Distributed Execution & Scaling — Conceptual Deep Dive

Purpose and Mental Model

Agentweaver starts life as a single API pod that does everything: it serves HTTP and the live event stream, runs the orchestration graph for every run, and writes all durable state to a single-writer SQLite file. That shape is simple and correct for one instance, but it has a ceiling. This document tells the scaling story — why the single pod has to give way, and the phased path that turns one vertical box into a horizontally scalable system.

The mental model has three moving parts:

A data layer that can take writes from more than one process at a time.
A topology that separates the work that fans out widely (serving API and event streams) from the work that must own a run end-to-end (the orchestration loop).
A coordination primitive — a durable lease — that lets many identical worker processes share the pool of runs without two of them ever grabbing the same one.

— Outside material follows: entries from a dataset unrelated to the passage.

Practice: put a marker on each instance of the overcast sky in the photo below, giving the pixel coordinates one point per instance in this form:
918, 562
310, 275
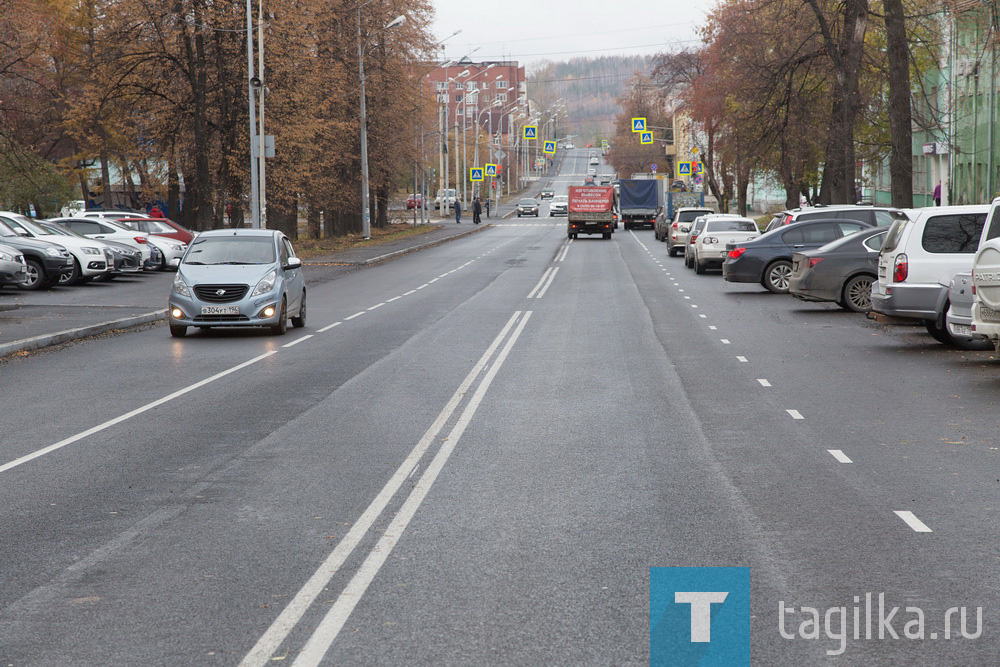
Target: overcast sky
531, 31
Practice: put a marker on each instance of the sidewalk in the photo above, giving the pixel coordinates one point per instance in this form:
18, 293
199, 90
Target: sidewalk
33, 320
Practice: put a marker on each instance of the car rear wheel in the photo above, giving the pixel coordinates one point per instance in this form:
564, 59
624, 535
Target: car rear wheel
300, 321
776, 276
281, 327
857, 295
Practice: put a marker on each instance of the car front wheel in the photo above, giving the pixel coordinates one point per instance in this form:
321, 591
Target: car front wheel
858, 294
776, 276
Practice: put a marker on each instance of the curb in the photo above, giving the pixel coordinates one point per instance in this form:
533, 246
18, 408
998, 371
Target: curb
37, 342
422, 246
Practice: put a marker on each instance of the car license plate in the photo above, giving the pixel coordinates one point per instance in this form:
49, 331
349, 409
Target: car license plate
961, 329
220, 310
989, 314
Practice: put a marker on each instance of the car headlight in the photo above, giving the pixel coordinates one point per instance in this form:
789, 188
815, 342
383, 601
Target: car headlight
266, 283
180, 286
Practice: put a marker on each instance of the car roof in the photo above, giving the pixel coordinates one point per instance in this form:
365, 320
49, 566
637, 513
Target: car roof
240, 232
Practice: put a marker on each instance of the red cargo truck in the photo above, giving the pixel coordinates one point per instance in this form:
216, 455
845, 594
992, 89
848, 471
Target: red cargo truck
591, 211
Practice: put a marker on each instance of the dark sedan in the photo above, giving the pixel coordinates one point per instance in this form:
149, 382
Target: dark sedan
768, 258
842, 271
527, 206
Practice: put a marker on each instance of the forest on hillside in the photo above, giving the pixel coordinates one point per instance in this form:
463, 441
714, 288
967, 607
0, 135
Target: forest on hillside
589, 87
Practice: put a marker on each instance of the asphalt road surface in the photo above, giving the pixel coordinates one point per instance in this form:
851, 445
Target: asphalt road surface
474, 454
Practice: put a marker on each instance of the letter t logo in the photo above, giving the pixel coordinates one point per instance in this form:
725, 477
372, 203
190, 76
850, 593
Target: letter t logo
701, 612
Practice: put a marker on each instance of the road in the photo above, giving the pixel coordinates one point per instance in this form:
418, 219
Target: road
475, 453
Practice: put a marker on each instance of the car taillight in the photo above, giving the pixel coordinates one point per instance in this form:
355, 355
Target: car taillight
901, 269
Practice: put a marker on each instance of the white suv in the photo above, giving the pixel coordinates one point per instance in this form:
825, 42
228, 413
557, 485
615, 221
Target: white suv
986, 280
918, 260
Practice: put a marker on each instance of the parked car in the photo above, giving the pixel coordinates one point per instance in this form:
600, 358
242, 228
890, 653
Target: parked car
768, 258
159, 227
238, 278
674, 230
527, 206
920, 257
958, 318
127, 259
112, 214
45, 261
102, 229
559, 205
842, 271
169, 250
718, 232
13, 269
90, 258
878, 216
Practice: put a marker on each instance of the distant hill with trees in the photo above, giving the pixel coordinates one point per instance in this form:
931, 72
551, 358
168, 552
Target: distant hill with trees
590, 88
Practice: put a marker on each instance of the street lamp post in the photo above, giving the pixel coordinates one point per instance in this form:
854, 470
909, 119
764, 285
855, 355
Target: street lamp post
366, 230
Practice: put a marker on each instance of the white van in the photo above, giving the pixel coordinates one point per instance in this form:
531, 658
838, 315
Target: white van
918, 260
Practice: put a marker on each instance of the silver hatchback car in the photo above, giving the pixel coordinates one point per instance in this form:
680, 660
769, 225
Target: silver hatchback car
238, 278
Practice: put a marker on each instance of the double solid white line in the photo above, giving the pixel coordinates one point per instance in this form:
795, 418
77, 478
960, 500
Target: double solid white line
328, 629
543, 284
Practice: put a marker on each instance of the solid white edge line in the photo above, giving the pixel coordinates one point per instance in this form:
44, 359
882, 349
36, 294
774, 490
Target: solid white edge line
321, 640
840, 456
548, 284
128, 415
545, 274
269, 642
912, 521
298, 340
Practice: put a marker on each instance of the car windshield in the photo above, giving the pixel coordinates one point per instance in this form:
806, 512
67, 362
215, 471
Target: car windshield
231, 250
731, 226
688, 216
29, 225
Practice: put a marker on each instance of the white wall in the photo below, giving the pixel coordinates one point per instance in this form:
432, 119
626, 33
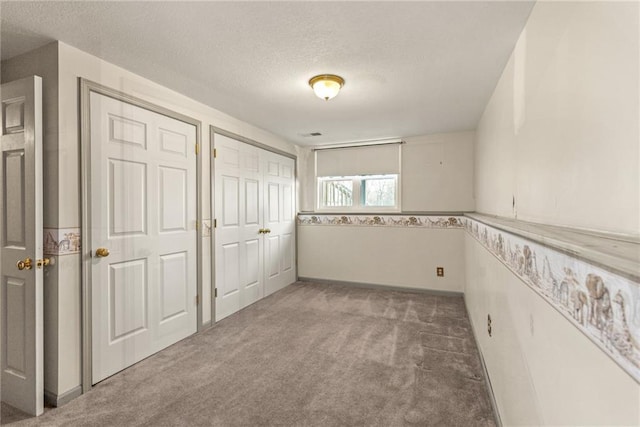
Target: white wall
543, 370
561, 131
437, 173
391, 256
561, 135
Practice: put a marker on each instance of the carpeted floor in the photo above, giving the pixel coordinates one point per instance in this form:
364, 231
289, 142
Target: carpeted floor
311, 354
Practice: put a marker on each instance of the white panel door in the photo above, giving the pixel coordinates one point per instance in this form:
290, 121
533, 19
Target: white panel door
255, 224
238, 212
21, 240
143, 234
279, 244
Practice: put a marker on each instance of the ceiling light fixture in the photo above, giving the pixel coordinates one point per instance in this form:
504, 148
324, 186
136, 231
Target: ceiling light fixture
326, 86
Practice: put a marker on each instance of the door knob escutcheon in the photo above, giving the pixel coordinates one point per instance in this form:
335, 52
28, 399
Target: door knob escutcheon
102, 252
25, 264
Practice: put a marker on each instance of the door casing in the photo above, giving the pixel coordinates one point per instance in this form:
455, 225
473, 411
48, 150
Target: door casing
85, 89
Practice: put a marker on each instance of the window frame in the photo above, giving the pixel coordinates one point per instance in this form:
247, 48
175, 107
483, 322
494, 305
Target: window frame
358, 196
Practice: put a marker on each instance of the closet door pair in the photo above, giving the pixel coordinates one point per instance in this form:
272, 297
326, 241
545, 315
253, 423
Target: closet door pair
254, 235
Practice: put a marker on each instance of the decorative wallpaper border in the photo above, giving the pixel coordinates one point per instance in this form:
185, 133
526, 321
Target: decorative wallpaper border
601, 304
424, 221
61, 241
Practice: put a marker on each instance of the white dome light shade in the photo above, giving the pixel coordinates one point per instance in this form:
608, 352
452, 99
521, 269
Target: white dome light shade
326, 86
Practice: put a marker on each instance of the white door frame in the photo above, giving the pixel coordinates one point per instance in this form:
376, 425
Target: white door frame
215, 130
86, 87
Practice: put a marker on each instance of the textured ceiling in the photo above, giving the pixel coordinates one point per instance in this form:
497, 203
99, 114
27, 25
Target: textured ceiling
411, 68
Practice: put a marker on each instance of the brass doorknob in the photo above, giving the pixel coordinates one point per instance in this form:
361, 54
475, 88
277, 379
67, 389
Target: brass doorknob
25, 264
43, 262
102, 252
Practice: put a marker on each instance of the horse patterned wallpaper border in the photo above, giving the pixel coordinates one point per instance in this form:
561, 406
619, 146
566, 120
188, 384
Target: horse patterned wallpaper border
426, 221
61, 241
603, 305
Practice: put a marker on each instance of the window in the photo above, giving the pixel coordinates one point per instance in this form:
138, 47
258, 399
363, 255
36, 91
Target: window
360, 178
363, 192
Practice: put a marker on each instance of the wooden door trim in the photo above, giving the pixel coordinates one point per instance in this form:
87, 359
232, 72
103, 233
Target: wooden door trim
86, 87
216, 130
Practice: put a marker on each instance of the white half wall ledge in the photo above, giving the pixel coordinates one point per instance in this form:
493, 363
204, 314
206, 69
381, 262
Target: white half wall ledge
602, 303
382, 220
617, 253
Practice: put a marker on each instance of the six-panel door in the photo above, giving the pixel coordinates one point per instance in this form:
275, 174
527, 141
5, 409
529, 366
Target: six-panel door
143, 234
255, 233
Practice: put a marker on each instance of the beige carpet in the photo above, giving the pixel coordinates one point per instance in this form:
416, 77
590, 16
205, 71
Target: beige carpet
311, 354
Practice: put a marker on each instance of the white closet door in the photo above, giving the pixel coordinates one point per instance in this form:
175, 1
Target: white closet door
255, 231
21, 313
279, 190
143, 213
238, 212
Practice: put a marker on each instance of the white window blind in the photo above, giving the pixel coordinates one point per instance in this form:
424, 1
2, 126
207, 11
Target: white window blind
354, 161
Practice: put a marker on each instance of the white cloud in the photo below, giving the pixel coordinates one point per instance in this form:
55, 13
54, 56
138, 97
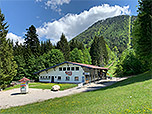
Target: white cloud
73, 24
15, 38
54, 4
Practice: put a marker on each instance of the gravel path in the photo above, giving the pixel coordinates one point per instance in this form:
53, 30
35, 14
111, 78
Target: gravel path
13, 97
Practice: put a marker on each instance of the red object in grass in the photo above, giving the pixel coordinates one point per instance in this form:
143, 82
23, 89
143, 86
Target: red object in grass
24, 79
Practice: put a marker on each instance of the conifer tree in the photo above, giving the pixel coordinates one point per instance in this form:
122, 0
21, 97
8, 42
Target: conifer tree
76, 56
64, 46
98, 51
7, 64
76, 44
32, 41
142, 32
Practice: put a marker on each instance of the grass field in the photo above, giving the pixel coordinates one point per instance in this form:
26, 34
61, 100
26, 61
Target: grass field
131, 96
39, 85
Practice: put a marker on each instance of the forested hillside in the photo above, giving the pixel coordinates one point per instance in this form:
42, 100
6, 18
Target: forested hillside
116, 32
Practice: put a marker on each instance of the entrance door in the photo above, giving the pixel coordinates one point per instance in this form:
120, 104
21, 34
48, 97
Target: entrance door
52, 80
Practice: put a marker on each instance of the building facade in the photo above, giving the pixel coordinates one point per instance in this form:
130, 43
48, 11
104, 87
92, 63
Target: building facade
71, 72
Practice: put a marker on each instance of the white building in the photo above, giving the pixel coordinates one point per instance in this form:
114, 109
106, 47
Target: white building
71, 72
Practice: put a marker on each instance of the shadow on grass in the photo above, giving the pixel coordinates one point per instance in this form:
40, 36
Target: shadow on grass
18, 94
135, 79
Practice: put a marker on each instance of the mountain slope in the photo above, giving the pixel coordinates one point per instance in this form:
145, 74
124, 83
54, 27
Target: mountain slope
116, 32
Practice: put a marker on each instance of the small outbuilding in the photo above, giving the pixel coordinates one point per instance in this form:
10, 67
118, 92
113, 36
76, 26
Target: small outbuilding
72, 72
24, 85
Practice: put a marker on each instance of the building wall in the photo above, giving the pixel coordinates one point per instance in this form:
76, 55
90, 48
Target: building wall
60, 76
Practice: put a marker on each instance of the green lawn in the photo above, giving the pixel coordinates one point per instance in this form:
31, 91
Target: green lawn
39, 85
131, 96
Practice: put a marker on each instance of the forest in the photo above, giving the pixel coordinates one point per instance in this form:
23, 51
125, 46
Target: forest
124, 40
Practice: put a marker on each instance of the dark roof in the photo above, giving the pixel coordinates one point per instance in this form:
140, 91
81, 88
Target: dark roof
74, 63
24, 79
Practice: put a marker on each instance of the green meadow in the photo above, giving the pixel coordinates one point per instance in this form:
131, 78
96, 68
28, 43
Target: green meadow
130, 96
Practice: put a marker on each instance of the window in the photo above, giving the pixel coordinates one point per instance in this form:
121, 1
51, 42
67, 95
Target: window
72, 68
67, 78
77, 68
68, 68
60, 68
64, 68
59, 77
76, 79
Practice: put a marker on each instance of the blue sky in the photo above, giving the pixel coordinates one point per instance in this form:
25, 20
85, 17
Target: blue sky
54, 17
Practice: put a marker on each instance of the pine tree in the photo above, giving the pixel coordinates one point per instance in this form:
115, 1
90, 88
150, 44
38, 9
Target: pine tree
98, 51
76, 44
76, 56
64, 46
32, 41
86, 56
7, 64
142, 32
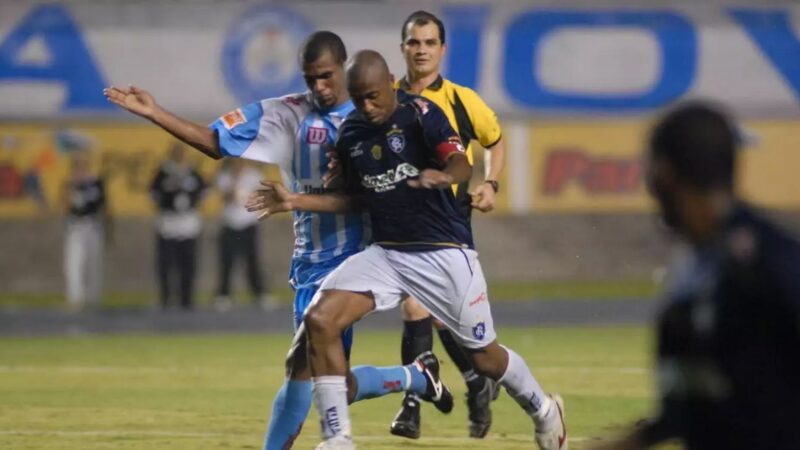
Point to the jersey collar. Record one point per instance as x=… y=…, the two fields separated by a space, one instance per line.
x=435 y=86
x=341 y=110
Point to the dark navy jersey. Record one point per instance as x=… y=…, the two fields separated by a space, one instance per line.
x=378 y=162
x=729 y=343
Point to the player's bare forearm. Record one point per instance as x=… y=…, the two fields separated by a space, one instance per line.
x=197 y=136
x=496 y=160
x=140 y=102
x=326 y=203
x=458 y=168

A rebuild should keep these three concerns distinct. The data layer answers "where does state live and who may write it?"; the topology answers "which process does which job?"; and leasing answers "who owns this run right now?".

This page is concept-first. For the exhaustive store inventory, schema additions, and provisioning notes see Scaling data layer reference; for the operator's view see Scaling operations.

Why move off the single API pod

Two pressures push execution out of one process, and they turn out to be the same fix.

Memory: the OOM

The single pod runs every run's heavy execution state in-process. Each active run holds a live model SDK session, an in-process orchestration graph, per-run event channels, and a bounded in-memory history of recently completed runs. Memory therefore scales with concurrent + recently-completed runs multiplied by (SDK session + graph + event history). Inside a fixed container memory limit, enough parallel runs eventually exhaust it and the pod is OOM-killed.

The pod cannot simply be scaled out to relieve the pressure, because the data layer underneath it is single-writer SQLite on a ReadWriteOnce volume. That constraint pins the deployment to one replica with a recreate (not rolling) update strategy, so the old pod releases the disk before the new one attaches. Vertical growth is the only lever, and it has run out.

Isolation: the security boundary

Separately, each run's tool, shell, and model execution wants its own isolation boundary so that one run cannot observe or interfere with another. The natural place to put that boundary is a per-run sandbox pod.

The key insight is that memory relief and isolation are the same move. Relocating the heavy execution — the model SDK session, the in-pod runner, and tool/shell/file execution — into a per-run sandbox pod simultaneously evicts the dominant per-run footprint from the API process and gives each run its own isolated boundary. After the move, the API tier becomes a thin orchestrator: HTTP, event relay, and database. This is the foundation everything else builds on.

Isolation: the security boundary: HTTP + SSE, Orchestration graph, Model SDK session + tool exec, SQLite — single writer, HTTP + SSE, Orchestration graph, Sandbox pod, Postgres — multi-writer

The phased rollout

The scaling story did not land in one release. It is three phases that are now implemented in the codebase, each independently shippable and each gated by a flag (Sandbox:AgentExecutionMode, Database:Provider, App:Role) that defaults to the simple single-process shape, so any step can be reverted instantly.

The phased rollout: P1 — Agent execution in pods, P2 — Azure PostgreSQL, P3 — Web/worker split + run leasing, stops OOM, horizontal scale

P1 — agent execution in pods (the OOM fix)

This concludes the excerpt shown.